How to Care for Glory Bower Bleeding Heart Plants
The glory bower or bleeding heart plant (Clerodendrum thomsoniae) is an evergreen vine that produces vibrant, colorful flowers that sprout year round but shine most brightly in the spring and summer. Native to Africa, the vine thrives best in high temperature and full sun. It can commonly be found in landscapes as a ground cover or as a climber for potted plants and gardens. Providing the proper light, water and food can help your vine thrive throughout the year.
- Moderately Easy
things you’ll need:
- Soil tiller
- Organic amendment
- Till the soil in an area of your garden that receives at least eight hours of full sunlight each day. Till to a depth of at least 10 inches, and add 1 part peat moss or compost for every 3 parts regular soil to increase nutrients and drainage.

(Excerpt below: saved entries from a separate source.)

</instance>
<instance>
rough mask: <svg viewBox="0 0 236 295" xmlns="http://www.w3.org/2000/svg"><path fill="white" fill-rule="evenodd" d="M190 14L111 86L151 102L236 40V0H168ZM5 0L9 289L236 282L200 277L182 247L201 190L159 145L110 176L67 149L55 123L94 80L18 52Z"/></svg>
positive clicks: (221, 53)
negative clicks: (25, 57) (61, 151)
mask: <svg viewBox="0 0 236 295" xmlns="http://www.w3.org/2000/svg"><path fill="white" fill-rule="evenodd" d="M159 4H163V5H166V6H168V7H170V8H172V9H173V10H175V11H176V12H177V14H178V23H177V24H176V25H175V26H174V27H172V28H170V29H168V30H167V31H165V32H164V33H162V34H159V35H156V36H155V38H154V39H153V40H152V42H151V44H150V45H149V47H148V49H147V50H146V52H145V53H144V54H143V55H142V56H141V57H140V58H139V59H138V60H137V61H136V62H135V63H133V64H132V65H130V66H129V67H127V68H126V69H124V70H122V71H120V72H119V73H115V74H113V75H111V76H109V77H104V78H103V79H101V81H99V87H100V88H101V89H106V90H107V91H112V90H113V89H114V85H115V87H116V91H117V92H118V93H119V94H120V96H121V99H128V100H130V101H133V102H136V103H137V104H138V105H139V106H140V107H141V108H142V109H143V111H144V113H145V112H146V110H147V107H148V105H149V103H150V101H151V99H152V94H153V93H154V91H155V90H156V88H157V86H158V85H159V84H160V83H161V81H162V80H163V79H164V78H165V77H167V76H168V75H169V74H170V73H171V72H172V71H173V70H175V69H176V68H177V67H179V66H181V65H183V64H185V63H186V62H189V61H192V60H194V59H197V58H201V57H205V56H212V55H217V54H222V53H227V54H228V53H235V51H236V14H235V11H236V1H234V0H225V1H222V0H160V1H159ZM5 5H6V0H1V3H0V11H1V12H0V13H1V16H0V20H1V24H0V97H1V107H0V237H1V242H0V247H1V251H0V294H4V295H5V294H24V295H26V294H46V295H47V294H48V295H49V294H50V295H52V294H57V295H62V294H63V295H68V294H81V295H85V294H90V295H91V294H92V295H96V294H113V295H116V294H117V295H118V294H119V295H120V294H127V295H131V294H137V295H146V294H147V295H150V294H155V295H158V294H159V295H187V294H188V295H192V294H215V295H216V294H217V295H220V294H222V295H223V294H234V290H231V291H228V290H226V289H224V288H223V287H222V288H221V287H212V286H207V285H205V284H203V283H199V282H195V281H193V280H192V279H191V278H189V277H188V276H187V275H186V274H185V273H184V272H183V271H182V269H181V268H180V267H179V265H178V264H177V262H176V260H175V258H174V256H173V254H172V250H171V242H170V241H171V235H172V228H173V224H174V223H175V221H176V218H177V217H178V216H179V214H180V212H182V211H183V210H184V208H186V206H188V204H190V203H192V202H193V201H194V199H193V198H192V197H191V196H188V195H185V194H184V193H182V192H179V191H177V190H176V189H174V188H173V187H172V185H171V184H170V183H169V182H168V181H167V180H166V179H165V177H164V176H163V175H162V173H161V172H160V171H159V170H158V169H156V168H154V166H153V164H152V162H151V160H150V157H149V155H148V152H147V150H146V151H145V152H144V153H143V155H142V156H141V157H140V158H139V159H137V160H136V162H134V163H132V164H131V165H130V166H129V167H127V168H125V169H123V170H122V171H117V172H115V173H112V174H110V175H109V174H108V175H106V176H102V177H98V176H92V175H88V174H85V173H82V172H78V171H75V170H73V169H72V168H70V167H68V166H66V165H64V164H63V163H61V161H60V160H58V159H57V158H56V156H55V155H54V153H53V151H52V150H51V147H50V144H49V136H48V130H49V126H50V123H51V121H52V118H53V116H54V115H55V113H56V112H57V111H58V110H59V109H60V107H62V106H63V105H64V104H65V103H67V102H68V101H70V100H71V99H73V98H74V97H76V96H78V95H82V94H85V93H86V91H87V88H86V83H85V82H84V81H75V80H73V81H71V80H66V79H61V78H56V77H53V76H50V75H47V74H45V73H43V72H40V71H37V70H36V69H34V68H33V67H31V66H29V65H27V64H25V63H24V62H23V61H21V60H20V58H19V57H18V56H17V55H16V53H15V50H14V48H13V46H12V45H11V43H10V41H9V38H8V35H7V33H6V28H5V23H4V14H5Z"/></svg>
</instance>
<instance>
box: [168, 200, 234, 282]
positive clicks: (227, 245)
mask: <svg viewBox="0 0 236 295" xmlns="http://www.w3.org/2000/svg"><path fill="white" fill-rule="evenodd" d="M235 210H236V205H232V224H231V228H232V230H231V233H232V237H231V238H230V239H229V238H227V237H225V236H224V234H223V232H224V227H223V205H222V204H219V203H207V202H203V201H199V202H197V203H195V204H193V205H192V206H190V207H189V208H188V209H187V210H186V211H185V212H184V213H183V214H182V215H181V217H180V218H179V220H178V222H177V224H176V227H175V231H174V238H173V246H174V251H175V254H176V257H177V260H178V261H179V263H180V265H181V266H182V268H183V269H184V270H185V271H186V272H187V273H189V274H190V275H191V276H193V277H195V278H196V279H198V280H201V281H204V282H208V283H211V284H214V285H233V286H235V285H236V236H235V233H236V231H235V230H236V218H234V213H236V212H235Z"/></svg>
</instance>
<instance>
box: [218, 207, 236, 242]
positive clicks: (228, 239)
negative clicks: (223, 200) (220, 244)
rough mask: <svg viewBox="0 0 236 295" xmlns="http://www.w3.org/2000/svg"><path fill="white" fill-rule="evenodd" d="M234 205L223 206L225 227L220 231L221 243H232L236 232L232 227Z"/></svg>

- Plant bleeding heart vine seeds or cuttings in early spring. Bury the seed or cutting under about 1 inch of soil. Space plants at least 12 inches apart if you plant multiple vines.
- Water the soil heavily so that it is moist but not soaking. Water with a sprayer or watering can so that you do not wash away the seed or cutting.
- Spread a 2-inch layer of organic mulch over and around the vine area to provide extra nutrients and help the plants maintain moisture.
- Water the plants any time the top 1 ½ to 2 inches of soil becomes dry to the touch.
- Fertilize the vine with well-balanced, water-soluble fertilizer every two weeks during the growing season, through the beginning of fall. Fertilize only once per month during the dormant seasons; because it is an evergreen, the plant will not completely die off like other plants do.
Tips & Warnings
Some glory bower plants will produce shrubs as well as vines. Make sure you understand the species and needs of your exact plant before you establish it in your garden.
The vines will grow across the ground if you make no adjustments to their growth pattern. You can also establish a trellis system that will allow the vines to grow upwards.
Bleeding heart vines grow best in USDA Hardiness Zones 10 and 11, which feature average low temperatures above 30 degrees Fahrenheit. If you cannot provide the proper temperature or sunlight, grow the vine indoors in a pot or greenhouse, under artificial grow lights for at least 14 hours per day to simulate sunlight.